Supreme Court Nominee Amy Coney Barrett Told the Public What NOT Expect of the Court in Opening Statements Monday

Supreme Court Nominee Amy Coney Barrett Told the Public What NOT Expect of the Court in Opening Statements Monday

Supreme Court nominee Amy Coney Barrett opened her comments on the record before the Senate Judiciary Committee on Monday, Oct. 12 where she reminded listeners of her history and connection to the late Justice Antonin Scalia whom she clerked for and who was a close friend of the justice that Barrett could replace, the late Justice Ruth Bader Ginsburg.

“His judicial philosophy was straightforward, Barrett said of Scalia. “A judge must apply the law as written, not as the judge wishes it were. Sometimes that approach meant reaching results that he did not like.

“But as he put it in one of his best-known opinions, that is what it means to say we have a government of laws, not of men.”

“Court watchers embrace the possibility of overruling, even if they may want it to be the exception rather than the rule.”

With her husband and six of their seven children behind her in a hearing room Barrett went on to talk further about her legal philosophy which would govern decision making, should she be confirmed as the ninth judge of the highest court in the land.

Barrett who has been making smart choices since being named as a short-lister for this position continued that theme in choice of wardrobe. The mother of seven wore a dress that was a shade of purple that could be easily described as primarily red with just a hint of blue.

“Courts are not designed to solve every problem or right every wrong in our public life,” said Barrett, who at 48-years-old is currently a federal appeals court judge. The judge also made the move to take off her protective mask during her prepared remarks, though she wore it most of the day during the hearing.

Americans “deserve an independent Supreme Court that interprets our Constitution and laws as they are written,” Barrett said.

Sen. Joni Ernst of Iowa, who called herself  “a fellow mom, a fellow Midwesterner” came to Barnett’s defense, saying some of her fellow senators were “attacking your faith and your precious family … attacking you as a mom and a woman of faith,” according to National Public Radio. Ernst referred to a “series of tactics to undermine, coerce, and confuse the American people” by Democrats with a reprimanding tone.

Ernst went on to say that Democrats are attempting to paint Barrett as a “religious radical, a so-called handmaid that feeds into all of the ridiculous stereotypes they have set out to lambast people of faith in America and that’s wrong,” according to ABC 6 News.

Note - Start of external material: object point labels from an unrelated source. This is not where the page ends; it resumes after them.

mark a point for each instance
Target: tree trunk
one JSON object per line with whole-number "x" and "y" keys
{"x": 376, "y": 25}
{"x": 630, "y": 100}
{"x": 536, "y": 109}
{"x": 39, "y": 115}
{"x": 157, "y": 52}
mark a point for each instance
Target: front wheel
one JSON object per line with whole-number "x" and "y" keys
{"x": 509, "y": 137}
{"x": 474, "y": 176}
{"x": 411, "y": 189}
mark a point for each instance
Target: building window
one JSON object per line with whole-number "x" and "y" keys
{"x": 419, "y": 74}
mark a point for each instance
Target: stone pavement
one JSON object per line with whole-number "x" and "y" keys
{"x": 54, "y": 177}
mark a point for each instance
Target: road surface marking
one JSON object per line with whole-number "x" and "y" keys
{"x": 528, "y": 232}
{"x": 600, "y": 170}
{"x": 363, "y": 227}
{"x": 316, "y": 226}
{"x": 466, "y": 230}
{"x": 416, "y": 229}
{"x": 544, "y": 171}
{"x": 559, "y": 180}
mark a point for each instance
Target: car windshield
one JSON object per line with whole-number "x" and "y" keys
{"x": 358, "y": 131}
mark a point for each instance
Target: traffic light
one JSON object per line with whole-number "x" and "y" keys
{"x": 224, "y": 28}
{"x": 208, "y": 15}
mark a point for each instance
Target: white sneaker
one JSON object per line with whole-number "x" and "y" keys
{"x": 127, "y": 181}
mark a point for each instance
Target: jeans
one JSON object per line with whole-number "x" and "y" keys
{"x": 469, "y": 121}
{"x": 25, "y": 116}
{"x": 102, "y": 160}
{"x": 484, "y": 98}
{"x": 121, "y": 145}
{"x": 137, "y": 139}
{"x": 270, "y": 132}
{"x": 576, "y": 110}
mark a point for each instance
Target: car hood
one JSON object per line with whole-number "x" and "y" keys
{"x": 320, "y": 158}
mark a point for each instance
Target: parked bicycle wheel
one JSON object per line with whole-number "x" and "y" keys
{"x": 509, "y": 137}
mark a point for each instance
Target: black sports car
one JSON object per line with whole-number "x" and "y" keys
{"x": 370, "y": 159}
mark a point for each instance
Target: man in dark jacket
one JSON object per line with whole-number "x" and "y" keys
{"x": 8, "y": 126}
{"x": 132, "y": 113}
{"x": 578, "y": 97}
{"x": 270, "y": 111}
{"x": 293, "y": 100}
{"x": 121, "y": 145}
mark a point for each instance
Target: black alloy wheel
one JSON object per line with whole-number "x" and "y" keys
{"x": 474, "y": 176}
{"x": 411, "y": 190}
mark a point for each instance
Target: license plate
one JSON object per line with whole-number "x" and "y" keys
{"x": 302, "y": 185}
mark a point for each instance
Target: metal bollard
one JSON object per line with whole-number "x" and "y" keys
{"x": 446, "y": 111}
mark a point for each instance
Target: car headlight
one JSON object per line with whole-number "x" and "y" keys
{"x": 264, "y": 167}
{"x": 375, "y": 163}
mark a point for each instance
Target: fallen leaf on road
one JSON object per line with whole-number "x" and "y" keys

However, a Democratic senator from Hawaii, Mazie Hirono used her time to go to war over an individual issue she believes Barrett won’t be friendly to, and that’s healthcare for all. Hirono didn’t attack Barrett on merit, just that her confirmation to the court would put into jeopardy The Affordable Care Act. Her supposition is due partially to President Donald Trump’s clear cut position that it’s a toxic socialist system that will break the back of both the medical and economic systems in this country.

“No one should have to worry about whether they can afford the care that might save their life,” Hirono said. “Their lives and their health are what’s at stake. Their lives are what’s at stake with this nomination.”

However, Tennessee’s Sen. Marsha Blackburn, the only other Republican woman on the committee went after Democrats on the opposite side of the table saying “their rhetoric is unsettling” and that “you would think they would jump” at the chance to support a working mother with an astonishing record such as Barrett’s.

Ernst also commented on Barrett’s illustrious career: “This, folks, is what a mom can do.”